Since April 2006, I have proudly served as general counsel for the Los Angeles Sheriff’s Professional Assn., a police union founded in 1999 and made up of over 1,000 members, more than 800 of whom are full-time Los Angeles County deputy sheriffs. Every member enjoys the same benefit as Los Angeles city police officers regarding payroll reimbursement for suspensions without pay. In fact, LASPA’s reimbursement policy has been in effect two years longer than the Police Protective League’s policy and is fully included in our members’ dues.
LASPA takes issue with the editorial and Police Commission member Anthony Pacheco’s views regarding this issue on several fronts. First, the editorial’s analogy to a “City Council member or other elected official” being fined for misconduct and then collecting more donor funds to pay the fine is defective. Our members are reimbursed from union dues, not donor funds that ultimately come from citizens, many of whom may not be aware how their donations are being spent.
And although the elected official and the officer both avoid financial hardship, only one still truly suffers from the misconduct. The elected official simply works a bit harder to get more money, pays his or her fine and carries on. The Times and Pacheco fail to realize that an officer suffers greatly when disciplined, even with payroll reimbursement. For instance, the discipline remains on the officer’s record for many years (usually five) and is used adversely in the officer’s subsequent annual evaluations. Also, suspensions are negatively taken into consideration for transfer and promotion requests, and are utilized for progressive discipline.
Obviously, payroll reimbursement does not equal a paid vacation. The discipline remains just that, discipline. But our policy fosters harmony within the department. Our members are far less bitter toward their superiors because they are not financially burdened. A proper balance is thus struck with our policy: meting out appropriate discipline and maintaining an officer’s morale. Even the most cursory examination into police misconduct shows that most if not all egregious police misconduct has finances and antipathy as the root cause. Our policy protects officers and, more important, the public.

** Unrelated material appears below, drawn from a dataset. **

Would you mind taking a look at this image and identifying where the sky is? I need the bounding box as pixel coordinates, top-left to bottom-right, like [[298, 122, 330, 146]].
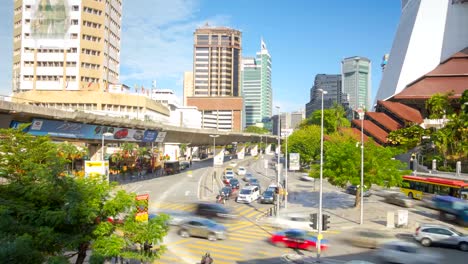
[[0, 0, 402, 112]]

Finally, given the above, the Police Protective League’s argument cited in the editorial -- that the policy “ensure[s] that an officer’s family doesn’t suffer when the breadwinner is punished for misconduct” -- is too simplistic. Although we certainly wish to protect our officers, we have also carefully ensured that our policy is consistent with public policy concerns. This is why we do not reimburse our members for any suspensions arising from off-duty conduct or conduct on duty that falls beyond the scope of an officer’s duties. We firmly believe that officers should not be insured against unlawful or immoral acts. Officers do have the right, however, to insurance for job-related, non-malicious conduct. That is what LASPA has done for its members for close to a decade: protect them and, in turn, the public.
Adam L. Marangell is a trial attorney in Orange and Los Angeles Counties and general counsel to the Los Angeles Sheriff’s Professional Assn.